I have deep respect for our colleagues at plant protection organizations who have the mandate and challenging responsibility to manage plant pests and pathogens in real time. Working closely with these organizations allows us to support their efforts for developing more systems-oriented management approaches and decreasing reliance on reactive management with chemical pesticides.

Locust outbreaks pose a large threat to human health and wellness. As we face unprecedented times for our planet, what does the future of locust management look like?

Overson: The solution is not to kill all locusts. I’ll own it — I’m a bleeding heart entomologist. I love bugs. But looking beyond my personal fondness for these bugs, locusts are kind of analogous to wildfire. They can be devastating, but they play a role in ecological systems. We can’t and shouldn’t completely eliminate wildfire, and we can’t and shouldn’t completely eliminate locusts. They need to be responsibly managed.

The dials that we’re turning with climate change are going to make that management even more challenging. Species ranges are going to move in unpredictable ways, and the frequency and duration of outbreaks are going to change in unpredictable ways.

One of the best things we can do is build these support and information sharing structures. Concurrently, we need to increase our capacity to make early predictions of where these outbreaks are going to happen. From there, we can use strategic strikes where we can use less pesticides while still decreasing the scale of the impact. In an ideal world, we could even use biopesticides, which are much safer for humans in the environment.

Something I’ve noticed in my work these last few years: I think there is a level of arrogance about the locust issue. “We put a man on the moon, but we’re still dealing with bugs in the sky?” We need to get past that hubris and engage in careful capacity building across borders to move to a better future for locusts management.

Cease: I’ve heard all kinds of “easy” solutions: lasers on planes, big nets. There is a reason we are still struggling to solve this problem.
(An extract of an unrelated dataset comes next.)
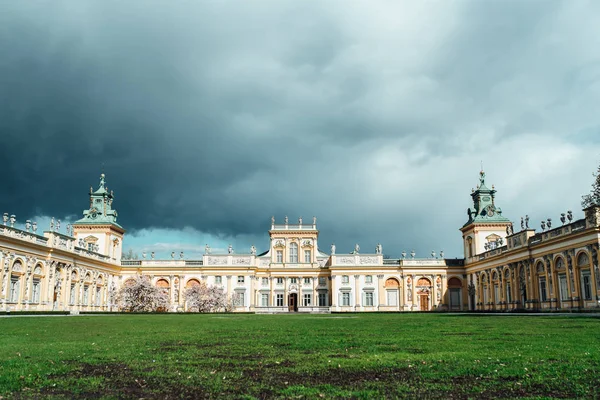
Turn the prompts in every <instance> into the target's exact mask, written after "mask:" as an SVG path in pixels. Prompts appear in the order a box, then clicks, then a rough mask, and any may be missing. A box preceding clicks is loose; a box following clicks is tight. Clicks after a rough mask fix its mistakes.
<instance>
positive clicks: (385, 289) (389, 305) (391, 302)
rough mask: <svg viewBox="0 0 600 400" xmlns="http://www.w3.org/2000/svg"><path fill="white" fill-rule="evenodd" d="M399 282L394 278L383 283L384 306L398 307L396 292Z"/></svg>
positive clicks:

These swarms can be the size of Manhattan or larger. Try putting a living, breathing, moving Manhattan in a net. It’s a complex issue that requires a complex approach.

The direction we’re going is increased locust outbreaks, and certainly an increased unpredictability of them. But it’s not all doom and gloom. I think it’s important to take a step back and listen to each other. There may not be one perfect, flashy, one size solution that will just solve the issue. For issues like this, there rarely is. Understanding the full view of the problem will lead to a more complete picture. Holistic understanding leads to holistic solutions.